A crash happened while I was playing with deadline PI rtmutex.

    BUG: unable to handle kernel NULL pointer dereference at 0000000000000018
    IP: [<ffffffff810eeb8f>] rt_mutex_get_top_task+0x1f/0x30
    PGD 232a75067 PUD 230947067 PMD 0
    Oops: 0000 [#1] SMP
    CPU: 1 PID: 10994 Comm: a.out Not tainted

    Call Trace:
    [<ffffffff810cf8aa>] ? enqueue_task_dl+0x2a/0x320
    [<ffffffff810b658c>] enqueue_task+0x2c/0x80
    [<ffffffff810ba763>] activate_task+0x23/0x30
    [<ffffffff810d0ab5>] pull_dl_task+0x1d5/0x260
    [<ffffffff810d0be6>] pre_schedule_dl+0x16/0x20
    [<ffffffff8164e783>] __schedule+0xd3/0x900
    [<ffffffff8164efd9>] schedule+0x29/0x70
    [<ffffffff8165035b>] __rt_mutex_slowlock+0x4b/0xc0
    [<ffffffff81650501>] rt_mutex_slowlock+0xd1/0x190
    [<ffffffff810eeb33>] rt_mutex_timed_lock+0x53/0x60
    [<ffffffff810ecbfc>] futex_lock_pi.isra.18+0x28c/0x390
    [<ffffffff810cfa15>] ? enqueue_task_dl+0x195/0x320
    [<ffffffff810d0bac>] ? prio_changed_dl+0x6c/0x90
    [<ffffffff810ed8b0>] do_futex+0x190/0x5b0
    [<ffffffff810edd50>] SyS_futex+0x80/0x180
    [<ffffffff8165a089>] system_call_fastpath+0x16/0x1b
    RIP  [<ffffffff810eeb8f>] rt_mutex_get_top_task+0x1f/0x30

This is because rt_mutex_enqueue_pi() and rt_mutex_dequeue_pi()
are only protected by pi_lock when operating pi waiters, while
rt_mutex_get_top_task()(now replaced by rt_mutex_get_top_waiter()
by previous patches, same issue), will access them with rq lock
held but not holding pi_lock.

In order to tackle it, we introduce new "pi_waiters_leftmost_copy"
in task_struct, and add a new function named rt_mutex_update_copy()
to do the copy, it can be called by rt_mutex_setprio() which held
owner's pi_lock, rq lock, and rt_mutex lock. But one exception is
that rt_mutex_setprio() can be called without rtmutex locked after
mark_wakeup_next_waiter() by rt_mutex_adjust_prio(), so we need a
new function in mark_wakeup_next_waiter() to lock rq first then
call rt_mutex_update_copy().

We avoid adding new logic by calling __rt_mutex_adjust_prio() directly
in mark_wakeup_next_waiter()and remove the old rt_mutex_adjust_prio()
outside the lock. Since we moved the deboost point, in order to avoid
current process to be preempted(due to deboost earlier) before finishing
wake_up_q(), we also move preempt_disable() before unlocking rtmutex.

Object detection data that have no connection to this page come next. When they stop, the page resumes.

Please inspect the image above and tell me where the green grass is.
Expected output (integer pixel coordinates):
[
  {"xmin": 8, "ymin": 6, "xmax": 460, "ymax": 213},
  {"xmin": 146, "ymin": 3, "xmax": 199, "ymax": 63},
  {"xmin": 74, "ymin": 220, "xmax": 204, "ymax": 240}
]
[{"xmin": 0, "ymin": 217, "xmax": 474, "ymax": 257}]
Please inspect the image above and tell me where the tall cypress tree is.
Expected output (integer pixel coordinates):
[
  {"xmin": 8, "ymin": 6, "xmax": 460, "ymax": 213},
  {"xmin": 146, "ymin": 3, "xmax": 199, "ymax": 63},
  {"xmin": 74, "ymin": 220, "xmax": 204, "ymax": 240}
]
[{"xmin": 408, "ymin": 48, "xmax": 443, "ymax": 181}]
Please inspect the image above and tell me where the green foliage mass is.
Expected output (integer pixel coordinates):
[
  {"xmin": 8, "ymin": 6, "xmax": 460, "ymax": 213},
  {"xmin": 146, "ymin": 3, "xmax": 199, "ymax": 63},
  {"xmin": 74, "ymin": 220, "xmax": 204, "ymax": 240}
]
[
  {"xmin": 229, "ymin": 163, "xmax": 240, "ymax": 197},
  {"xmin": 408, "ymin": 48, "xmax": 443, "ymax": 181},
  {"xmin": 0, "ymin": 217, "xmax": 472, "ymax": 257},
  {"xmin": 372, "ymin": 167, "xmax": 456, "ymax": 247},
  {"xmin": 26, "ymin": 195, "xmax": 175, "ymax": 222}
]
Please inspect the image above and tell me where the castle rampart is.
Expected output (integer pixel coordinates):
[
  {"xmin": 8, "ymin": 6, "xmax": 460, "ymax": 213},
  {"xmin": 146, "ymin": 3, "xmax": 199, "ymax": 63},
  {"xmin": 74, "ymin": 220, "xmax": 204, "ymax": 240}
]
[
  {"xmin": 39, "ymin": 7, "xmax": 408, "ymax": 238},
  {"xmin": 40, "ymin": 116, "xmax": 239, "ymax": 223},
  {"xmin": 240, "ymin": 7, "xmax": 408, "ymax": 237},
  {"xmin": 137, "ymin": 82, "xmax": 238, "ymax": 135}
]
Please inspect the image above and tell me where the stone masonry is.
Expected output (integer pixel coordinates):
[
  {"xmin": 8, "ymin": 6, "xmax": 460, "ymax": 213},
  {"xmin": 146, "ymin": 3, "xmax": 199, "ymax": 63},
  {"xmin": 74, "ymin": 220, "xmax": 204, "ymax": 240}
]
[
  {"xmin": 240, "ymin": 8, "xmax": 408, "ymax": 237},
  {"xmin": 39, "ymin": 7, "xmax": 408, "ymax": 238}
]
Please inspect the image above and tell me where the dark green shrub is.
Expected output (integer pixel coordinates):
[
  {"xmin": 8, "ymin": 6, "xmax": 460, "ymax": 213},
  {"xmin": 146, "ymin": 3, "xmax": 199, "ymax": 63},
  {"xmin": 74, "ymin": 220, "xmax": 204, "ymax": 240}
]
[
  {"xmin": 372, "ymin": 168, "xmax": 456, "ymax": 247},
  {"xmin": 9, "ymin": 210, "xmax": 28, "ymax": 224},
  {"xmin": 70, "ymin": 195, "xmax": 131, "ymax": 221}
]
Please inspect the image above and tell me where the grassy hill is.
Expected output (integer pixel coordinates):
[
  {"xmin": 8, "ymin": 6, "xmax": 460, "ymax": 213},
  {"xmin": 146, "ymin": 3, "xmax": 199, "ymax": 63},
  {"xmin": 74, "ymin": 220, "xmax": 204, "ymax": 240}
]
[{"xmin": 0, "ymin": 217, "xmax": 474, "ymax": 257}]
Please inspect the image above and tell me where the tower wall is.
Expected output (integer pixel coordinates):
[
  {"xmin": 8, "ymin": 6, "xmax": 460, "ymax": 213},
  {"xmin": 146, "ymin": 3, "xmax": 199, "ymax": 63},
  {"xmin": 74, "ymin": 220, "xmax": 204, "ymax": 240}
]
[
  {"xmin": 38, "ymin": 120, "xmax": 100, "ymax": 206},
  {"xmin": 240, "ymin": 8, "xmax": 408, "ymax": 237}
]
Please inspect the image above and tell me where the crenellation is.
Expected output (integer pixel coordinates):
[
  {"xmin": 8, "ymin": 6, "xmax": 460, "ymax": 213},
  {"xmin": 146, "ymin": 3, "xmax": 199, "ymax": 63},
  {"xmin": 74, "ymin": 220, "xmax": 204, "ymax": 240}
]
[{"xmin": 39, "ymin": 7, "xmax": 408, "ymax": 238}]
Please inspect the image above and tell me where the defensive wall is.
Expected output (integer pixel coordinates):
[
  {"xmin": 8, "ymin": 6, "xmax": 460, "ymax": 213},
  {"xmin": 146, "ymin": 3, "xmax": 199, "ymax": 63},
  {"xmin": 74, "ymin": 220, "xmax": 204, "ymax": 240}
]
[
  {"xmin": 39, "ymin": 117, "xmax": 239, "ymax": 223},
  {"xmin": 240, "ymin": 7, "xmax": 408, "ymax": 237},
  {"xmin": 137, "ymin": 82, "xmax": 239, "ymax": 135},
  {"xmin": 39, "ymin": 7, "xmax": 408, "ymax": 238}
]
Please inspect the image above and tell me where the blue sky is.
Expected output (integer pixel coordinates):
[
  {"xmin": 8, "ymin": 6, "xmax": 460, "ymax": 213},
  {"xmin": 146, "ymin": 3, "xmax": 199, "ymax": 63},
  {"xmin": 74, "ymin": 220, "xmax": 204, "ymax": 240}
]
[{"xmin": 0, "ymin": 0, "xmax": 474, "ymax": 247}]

Originally-From: Peter Zijlstra <[email protected]>
Signed-off-by: Xunlei Pang <[email protected]>
---
 include/linux/init_task.h      |  3 ++-
 include/linux/sched.h          |  3 +++
 include/linux/sched/deadline.h |  2 ++
 kernel/fork.c                  |  1 +
 kernel/locking/rtmutex.c       | 61 +++++++++++++++++-------------------------
 kernel/sched/core.c            |  2 ++
 6 files changed, 35 insertions(+), 37 deletions(-)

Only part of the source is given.